Besides mistaking the personal dimension and self-centered activity for the inward life and awakening insight, she misses an obvious point. Which is that obsessively externalizing, rapacious cultures and empires like Britain and America have come to their logical dead-end.
The only way I can see to recover life and create a new culture amidst the ashes of the old is to let go of old modes and mentalities and look within, joining others in inquiry and relationship based on igniting insight.
I propose some relevant questions. How does living in the present involve forgetting the past? Why does illumination mean the negation of psychological memory? What is the relationship between the inward journey, which is first and last solitary, and our social natures as humans?
Speaking personally, there have been a number of instances of total, if temporary cessation of psychological memory. I recall (a contradiction perhaps) a funny episode of complete memory loss in meditation that epitomizes the paradox of transcending the world and living in it at the same time.
Having grown up on the Great Lakes, I have the urge to be around water a few times a week. For a few years I lived in small town in the geographical center of California in which there wasn’t so much as a stream.
Turlock has since been engulfed by the sprawl of the much larger and uglier Modesto, but at the time it had its own distinctive character, like many small towns in America in the past. A couple times a week I’d drive the 20 minutes or so to the Merced River, the same river that runs through Yosemite in the Sierras to the east.
California’s Central Valley averages about 50 miles wide and is about 450 miles long. It’s the most productive agricultural region in the world. On a really clear day after heavy rain during the winter months, you could, and I hope still can walk the irrigated fields beyond town and see Half Dome in Yosemite Valley over 50 miles away.
Most locals who had lived in Turlock for decades didn’t believe me until I’d take them out on a sterling afternoon and have them look through binoculars. The great granite dome in the distance, cut cleanly in half by the last glacier, shocked their eye and stamped their heart as it did mine every time I saw it.
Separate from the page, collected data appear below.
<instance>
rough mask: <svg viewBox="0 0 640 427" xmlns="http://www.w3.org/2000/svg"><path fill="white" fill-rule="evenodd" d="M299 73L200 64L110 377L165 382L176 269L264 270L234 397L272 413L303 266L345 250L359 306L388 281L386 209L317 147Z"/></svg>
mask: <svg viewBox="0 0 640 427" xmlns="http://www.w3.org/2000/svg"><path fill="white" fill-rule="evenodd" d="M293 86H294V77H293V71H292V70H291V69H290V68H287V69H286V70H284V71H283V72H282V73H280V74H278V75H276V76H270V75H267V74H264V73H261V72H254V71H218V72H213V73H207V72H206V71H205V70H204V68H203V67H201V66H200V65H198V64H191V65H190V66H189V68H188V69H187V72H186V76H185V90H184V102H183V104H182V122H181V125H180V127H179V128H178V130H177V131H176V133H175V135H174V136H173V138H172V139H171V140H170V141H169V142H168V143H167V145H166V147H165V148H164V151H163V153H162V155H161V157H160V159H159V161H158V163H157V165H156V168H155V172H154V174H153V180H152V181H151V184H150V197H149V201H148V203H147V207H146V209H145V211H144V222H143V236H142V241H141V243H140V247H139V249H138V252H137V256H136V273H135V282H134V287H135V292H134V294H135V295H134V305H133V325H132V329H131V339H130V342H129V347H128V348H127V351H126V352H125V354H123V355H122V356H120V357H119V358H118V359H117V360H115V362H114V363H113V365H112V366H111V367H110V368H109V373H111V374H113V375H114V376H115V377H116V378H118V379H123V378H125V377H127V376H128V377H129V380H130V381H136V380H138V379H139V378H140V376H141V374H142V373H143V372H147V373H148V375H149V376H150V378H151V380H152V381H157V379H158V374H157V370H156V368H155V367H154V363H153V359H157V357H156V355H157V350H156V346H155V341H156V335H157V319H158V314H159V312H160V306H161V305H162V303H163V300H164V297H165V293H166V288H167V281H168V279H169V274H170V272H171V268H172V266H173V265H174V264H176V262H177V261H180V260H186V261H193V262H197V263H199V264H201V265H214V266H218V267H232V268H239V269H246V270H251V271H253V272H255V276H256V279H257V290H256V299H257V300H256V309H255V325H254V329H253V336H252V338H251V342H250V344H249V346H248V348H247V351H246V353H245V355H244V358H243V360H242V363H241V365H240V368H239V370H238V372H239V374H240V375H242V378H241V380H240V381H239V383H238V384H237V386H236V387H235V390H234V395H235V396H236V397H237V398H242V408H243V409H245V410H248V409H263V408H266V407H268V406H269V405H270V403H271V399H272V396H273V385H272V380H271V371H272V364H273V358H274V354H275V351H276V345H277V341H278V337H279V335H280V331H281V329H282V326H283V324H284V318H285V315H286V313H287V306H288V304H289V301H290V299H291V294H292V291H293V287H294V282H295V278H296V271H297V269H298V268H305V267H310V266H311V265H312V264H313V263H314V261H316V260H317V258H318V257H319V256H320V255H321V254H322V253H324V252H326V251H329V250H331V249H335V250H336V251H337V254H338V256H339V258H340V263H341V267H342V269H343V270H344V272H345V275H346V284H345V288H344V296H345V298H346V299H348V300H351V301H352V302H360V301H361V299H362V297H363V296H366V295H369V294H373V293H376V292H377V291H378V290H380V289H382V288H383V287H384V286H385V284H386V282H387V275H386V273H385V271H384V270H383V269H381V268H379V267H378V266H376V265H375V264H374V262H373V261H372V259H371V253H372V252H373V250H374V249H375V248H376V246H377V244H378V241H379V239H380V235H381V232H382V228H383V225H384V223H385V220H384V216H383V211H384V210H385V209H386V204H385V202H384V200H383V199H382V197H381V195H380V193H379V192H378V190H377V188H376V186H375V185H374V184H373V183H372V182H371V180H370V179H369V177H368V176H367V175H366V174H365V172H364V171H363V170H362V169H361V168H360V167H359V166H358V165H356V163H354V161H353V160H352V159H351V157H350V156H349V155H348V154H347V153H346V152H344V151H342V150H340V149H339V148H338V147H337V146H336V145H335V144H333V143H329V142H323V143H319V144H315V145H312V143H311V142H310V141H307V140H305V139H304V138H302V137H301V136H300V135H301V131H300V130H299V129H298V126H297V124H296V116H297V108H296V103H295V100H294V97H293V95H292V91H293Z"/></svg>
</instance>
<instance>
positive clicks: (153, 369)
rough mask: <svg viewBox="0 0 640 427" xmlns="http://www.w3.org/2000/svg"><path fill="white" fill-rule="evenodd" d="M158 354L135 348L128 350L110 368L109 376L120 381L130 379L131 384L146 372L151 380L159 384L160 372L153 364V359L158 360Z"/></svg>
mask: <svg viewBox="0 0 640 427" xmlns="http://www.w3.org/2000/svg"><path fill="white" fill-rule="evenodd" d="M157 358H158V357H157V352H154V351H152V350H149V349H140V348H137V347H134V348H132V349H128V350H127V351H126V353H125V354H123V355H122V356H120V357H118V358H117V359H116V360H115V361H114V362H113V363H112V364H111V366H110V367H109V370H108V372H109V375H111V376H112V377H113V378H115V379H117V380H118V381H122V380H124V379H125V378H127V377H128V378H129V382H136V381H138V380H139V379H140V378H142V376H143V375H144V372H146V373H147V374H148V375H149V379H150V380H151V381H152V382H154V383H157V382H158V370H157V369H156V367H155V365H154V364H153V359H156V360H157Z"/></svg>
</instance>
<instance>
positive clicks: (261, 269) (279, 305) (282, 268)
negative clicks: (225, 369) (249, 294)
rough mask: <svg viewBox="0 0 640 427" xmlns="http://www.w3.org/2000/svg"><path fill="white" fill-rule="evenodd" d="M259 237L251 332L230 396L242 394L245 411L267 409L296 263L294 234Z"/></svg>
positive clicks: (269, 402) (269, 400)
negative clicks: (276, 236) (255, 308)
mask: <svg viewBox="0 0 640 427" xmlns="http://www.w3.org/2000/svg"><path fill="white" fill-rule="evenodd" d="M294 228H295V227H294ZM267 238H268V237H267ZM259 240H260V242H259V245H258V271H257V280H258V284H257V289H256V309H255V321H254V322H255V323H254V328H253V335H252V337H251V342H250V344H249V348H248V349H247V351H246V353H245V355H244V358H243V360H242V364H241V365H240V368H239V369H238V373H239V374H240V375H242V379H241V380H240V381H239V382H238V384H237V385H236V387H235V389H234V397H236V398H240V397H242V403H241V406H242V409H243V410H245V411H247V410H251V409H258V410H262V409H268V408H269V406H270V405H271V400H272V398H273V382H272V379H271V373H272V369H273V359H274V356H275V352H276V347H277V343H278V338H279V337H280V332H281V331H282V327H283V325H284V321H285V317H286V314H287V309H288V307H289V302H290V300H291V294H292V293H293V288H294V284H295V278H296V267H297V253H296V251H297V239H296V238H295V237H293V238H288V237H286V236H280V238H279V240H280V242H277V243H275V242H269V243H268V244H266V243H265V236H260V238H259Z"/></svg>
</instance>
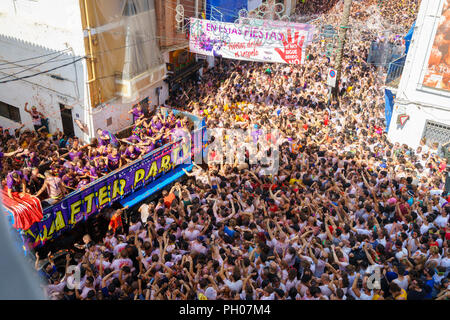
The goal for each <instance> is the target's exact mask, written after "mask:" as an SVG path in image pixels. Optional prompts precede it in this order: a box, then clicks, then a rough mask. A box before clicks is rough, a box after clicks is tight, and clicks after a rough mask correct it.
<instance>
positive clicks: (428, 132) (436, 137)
mask: <svg viewBox="0 0 450 320" xmlns="http://www.w3.org/2000/svg"><path fill="white" fill-rule="evenodd" d="M422 138H426V139H427V145H428V146H431V145H432V144H433V143H434V142H437V143H439V146H441V145H443V144H445V143H447V142H449V141H450V125H446V124H444V123H439V122H435V121H431V120H427V122H426V123H425V129H424V130H423V135H422Z"/></svg>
Some tremendous meditations took place on the Merced River outside of town. One spring day I was so overwhelmed by the riverine beauty, teeming with fowl and lush with foliage, that a state the Greeks called aesthetic stasis gripped me.
In such a state, the mind-as-thought not only completely stops, but the body becomes immobile, due to the entire system being overwhelmed by the beauty of the earth.
For a short, timeless period, I couldn’t remember who I was, where I was, and how I got there. In such a “cloud of unknowing” one is faced with an existential question of the highest order: Am I losing my mind, or gaining Mind?
Seeing that one was gaining awareness of Mind, fear fell away, and the necessary memories returned. I recalled that I was having lunch with a group of friends, and I headed back to town.
However because both psychological and functional memory had temporarily ceased operating, I had to think about each action. Driving the car back to town, I had intimations of the same sensations one has when first learning to drive.
I realize most people would not in their wildest dreams desire such a state (which is just as well, because desire and imagination are inimical to it), but the joy, bliss and ecstasy are beyond description.
The faculty of recognition was still suspended when I entered the large dining hall. The crowd appeared as a sea of new faces, each an interesting study in itself. I remember thinking, ‘how am I going to recognize my friends in this state?’
Fortunately my friends recognized me and brought me back to ‘reality,’ and I recalled each of them with renewed affection. We enjoyed a fine lunch with much humor, some of it spent exploring what had just happened to one and how it relates to human consciousness.
Even if one doesn’t have such so-called peak experiences, learning and regularly practicing the art of negation in meditation keeps the heart alive and growing, and the mind clear and capacious.
In a debased culture such as we have in North America (and obviously Britain), that’s become a matter of inward survival.